But I also wanted to talk a bit about the first half of this claim: ‘humanitarian.’ Melber, following current standard journalistic conventions, treats the claim that this is a ‘humanitarian intervention’ as a fact. He is passing along claims by US government officials about what they are thinking, about their own motives, and what limits they might impose on their actions (not to mention what the facts on the ground are) as facts.
Now this problem is not unique to talk about war. It’s not unique to talk about foreign policy. Indeed, it is standard. The media follows a similar path when it comes to criminal justice questions, there relying on the statement of police officials as true (under normal conditions). And more generally journalists treat things which elites in both parties agree on as true, and things they they disagree on as up for legitimate disagreement, while things which are not supported by elites in either party are treated as ‘off the wall.’ (Read Jay Rosen‘s definitive explanation of this, drawing from Daniel Hallin’s great book on media coverage of the Vietnam War. For more, see When the Press Fails, by Bennett, Lawrence and Livingston.)

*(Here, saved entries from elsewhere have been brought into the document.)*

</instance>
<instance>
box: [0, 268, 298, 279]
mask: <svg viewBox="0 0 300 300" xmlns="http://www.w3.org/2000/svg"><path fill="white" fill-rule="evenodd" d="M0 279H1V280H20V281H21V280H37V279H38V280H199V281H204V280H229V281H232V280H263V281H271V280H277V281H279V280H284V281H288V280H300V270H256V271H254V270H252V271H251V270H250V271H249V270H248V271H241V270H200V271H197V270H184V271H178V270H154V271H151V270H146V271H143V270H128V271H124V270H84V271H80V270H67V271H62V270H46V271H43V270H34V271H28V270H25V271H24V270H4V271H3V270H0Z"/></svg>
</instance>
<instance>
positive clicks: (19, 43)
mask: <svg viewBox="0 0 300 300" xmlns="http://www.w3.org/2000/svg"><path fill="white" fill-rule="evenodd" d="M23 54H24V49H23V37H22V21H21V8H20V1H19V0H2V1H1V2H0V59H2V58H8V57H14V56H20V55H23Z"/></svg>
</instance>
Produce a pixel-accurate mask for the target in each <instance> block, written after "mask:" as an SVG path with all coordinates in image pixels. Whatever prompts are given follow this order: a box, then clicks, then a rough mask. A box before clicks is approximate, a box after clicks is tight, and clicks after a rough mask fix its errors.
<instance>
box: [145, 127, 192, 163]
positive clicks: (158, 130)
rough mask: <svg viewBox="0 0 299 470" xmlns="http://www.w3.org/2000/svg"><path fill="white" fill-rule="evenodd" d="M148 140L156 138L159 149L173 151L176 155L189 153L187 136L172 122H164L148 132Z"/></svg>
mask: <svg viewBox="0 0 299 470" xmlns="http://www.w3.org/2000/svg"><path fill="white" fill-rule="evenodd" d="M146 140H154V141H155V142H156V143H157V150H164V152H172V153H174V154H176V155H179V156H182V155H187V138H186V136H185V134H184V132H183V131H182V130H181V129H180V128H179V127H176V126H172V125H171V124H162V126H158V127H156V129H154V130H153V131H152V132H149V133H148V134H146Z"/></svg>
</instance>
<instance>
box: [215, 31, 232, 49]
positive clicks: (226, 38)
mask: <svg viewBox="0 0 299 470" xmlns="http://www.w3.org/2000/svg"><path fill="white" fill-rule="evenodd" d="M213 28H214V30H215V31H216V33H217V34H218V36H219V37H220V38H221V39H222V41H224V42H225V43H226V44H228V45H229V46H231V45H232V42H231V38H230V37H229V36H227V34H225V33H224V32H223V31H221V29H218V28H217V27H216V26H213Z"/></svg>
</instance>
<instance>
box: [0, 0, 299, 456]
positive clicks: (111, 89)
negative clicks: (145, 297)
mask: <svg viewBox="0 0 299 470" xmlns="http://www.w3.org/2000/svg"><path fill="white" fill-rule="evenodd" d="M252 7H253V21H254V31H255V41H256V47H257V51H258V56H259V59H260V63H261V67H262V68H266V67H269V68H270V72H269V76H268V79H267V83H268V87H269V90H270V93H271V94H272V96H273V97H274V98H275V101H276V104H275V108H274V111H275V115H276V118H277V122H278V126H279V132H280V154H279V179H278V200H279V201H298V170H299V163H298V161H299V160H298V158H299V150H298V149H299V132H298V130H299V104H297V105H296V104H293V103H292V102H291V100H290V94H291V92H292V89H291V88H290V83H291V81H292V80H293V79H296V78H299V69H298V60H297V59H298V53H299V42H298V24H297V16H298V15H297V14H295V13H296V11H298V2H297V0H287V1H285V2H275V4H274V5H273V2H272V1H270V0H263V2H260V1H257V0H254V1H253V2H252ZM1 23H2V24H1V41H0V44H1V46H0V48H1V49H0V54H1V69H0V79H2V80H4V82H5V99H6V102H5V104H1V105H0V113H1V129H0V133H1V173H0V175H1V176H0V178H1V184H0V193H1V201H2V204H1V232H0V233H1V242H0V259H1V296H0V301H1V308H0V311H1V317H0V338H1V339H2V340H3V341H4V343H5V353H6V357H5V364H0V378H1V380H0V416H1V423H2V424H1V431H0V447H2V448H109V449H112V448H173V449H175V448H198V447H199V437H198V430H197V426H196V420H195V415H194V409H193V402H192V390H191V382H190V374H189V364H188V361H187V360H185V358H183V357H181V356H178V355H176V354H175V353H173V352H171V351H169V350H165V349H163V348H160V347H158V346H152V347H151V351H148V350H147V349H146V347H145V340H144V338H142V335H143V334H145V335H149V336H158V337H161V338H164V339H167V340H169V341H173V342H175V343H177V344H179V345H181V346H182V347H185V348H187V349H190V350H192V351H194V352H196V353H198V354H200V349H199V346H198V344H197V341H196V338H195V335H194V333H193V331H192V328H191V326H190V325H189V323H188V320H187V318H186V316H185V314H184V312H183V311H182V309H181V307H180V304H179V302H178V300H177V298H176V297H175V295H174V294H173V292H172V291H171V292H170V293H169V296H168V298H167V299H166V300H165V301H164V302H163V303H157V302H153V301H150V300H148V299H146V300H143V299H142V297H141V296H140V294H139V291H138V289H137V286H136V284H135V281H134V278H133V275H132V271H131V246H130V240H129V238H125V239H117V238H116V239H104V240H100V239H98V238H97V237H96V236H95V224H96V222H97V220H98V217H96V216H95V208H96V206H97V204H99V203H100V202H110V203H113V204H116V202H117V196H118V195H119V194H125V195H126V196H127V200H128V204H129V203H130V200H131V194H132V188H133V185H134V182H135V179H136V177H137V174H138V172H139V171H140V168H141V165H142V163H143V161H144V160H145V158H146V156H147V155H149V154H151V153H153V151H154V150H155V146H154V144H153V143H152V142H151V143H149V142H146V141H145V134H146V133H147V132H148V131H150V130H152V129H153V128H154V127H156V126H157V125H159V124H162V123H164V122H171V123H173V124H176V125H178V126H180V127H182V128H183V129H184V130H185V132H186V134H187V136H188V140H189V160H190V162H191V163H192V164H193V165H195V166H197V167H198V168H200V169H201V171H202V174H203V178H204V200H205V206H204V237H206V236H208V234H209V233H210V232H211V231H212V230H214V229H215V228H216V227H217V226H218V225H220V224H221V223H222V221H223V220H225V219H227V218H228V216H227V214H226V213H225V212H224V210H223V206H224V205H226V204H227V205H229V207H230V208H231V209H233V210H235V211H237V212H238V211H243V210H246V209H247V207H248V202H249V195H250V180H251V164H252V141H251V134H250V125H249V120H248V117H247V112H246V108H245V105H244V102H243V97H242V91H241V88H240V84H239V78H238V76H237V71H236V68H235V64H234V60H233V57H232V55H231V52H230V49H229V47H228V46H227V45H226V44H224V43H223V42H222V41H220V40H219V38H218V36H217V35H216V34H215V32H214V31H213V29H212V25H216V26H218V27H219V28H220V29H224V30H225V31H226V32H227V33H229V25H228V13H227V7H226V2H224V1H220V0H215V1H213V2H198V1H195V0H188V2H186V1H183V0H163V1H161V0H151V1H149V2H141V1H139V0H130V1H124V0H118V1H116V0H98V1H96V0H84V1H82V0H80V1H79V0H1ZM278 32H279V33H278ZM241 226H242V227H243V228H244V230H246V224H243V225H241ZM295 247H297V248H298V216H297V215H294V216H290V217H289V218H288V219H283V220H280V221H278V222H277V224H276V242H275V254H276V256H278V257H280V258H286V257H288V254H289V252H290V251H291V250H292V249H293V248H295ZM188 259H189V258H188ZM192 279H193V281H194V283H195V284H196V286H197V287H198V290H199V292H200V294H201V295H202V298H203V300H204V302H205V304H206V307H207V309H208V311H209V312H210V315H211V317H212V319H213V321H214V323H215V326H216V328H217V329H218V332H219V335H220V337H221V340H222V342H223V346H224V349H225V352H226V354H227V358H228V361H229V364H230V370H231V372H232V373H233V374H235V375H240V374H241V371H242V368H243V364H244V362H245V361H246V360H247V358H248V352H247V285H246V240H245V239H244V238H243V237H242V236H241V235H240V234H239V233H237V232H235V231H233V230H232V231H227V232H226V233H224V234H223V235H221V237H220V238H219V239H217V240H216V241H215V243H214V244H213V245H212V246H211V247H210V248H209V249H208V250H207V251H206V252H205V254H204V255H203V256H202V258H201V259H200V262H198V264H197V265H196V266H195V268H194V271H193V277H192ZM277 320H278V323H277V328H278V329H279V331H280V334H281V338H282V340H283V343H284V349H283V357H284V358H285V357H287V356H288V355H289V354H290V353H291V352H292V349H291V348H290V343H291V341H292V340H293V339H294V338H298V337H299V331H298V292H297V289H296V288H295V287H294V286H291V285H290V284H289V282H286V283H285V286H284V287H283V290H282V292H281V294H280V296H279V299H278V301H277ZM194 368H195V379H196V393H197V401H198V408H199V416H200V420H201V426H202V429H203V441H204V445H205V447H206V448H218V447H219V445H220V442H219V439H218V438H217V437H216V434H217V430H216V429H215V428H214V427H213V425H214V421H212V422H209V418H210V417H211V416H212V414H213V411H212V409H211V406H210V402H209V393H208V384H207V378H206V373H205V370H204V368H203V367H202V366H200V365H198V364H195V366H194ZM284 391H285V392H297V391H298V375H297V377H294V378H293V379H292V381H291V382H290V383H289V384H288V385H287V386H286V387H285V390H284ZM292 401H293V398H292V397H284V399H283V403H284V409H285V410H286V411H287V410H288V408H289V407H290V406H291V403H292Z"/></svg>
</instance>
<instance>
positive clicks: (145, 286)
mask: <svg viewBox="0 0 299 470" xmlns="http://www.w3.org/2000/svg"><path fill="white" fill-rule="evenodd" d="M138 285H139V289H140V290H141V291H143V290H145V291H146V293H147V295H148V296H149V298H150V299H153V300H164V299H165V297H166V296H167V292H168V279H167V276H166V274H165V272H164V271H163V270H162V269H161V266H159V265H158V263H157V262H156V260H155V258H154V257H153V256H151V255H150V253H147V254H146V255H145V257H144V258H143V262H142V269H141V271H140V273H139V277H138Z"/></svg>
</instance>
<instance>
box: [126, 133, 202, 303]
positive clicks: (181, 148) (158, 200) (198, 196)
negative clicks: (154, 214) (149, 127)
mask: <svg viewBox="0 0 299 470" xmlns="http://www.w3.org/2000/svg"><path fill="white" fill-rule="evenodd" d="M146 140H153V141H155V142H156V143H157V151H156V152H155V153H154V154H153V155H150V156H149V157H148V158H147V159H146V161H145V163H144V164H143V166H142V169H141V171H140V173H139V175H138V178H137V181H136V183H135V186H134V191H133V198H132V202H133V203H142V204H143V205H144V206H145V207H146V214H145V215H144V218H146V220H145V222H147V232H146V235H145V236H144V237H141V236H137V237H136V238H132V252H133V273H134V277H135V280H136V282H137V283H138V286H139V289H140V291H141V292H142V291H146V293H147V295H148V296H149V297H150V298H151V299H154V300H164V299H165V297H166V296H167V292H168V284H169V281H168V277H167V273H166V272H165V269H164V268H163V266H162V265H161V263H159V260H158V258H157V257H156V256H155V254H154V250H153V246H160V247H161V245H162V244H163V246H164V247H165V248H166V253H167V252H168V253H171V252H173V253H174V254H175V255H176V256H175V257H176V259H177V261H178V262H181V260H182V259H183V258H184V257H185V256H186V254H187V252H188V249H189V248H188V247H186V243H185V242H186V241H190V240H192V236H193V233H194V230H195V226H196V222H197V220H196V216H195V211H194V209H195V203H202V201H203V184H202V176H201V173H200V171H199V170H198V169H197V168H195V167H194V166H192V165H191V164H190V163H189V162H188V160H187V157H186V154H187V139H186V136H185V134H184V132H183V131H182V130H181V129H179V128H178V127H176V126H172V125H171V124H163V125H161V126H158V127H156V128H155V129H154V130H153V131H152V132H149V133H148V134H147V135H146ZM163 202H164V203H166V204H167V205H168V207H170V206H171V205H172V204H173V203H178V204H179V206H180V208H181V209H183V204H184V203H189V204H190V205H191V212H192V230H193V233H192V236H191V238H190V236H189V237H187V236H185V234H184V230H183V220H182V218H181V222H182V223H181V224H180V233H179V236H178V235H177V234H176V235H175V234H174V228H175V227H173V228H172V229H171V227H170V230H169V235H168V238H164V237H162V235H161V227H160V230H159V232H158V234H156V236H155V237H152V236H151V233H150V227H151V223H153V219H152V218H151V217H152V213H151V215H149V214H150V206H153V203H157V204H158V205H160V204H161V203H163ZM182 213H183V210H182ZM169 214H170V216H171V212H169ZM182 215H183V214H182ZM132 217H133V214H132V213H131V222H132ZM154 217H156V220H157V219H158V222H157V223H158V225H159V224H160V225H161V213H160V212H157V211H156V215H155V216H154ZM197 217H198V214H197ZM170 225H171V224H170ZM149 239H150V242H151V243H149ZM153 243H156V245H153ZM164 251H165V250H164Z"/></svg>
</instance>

This is pretty troubling under normal circumstances. But it’s especially troubling when it comes to war. If nothing else, it would be nice if the rest of us, who are not bound by these conventions, could stop talking about politicians’ beliefs and motives — which we do not have access to, and which in any case aren’t relevant — and focus instead on their claims, and the claims of others who aren’t necessarily treated as legitimate by the media. It would be a small step toward having actual democratic accountability.
* I say allegedly because 1) I don’t trust these officials to tell the truth and 2) it appears that someone did bomb ISIS, and 3) the US government has in the past gotten it’s clients to pretend they have initiated an attack that the US had actually done.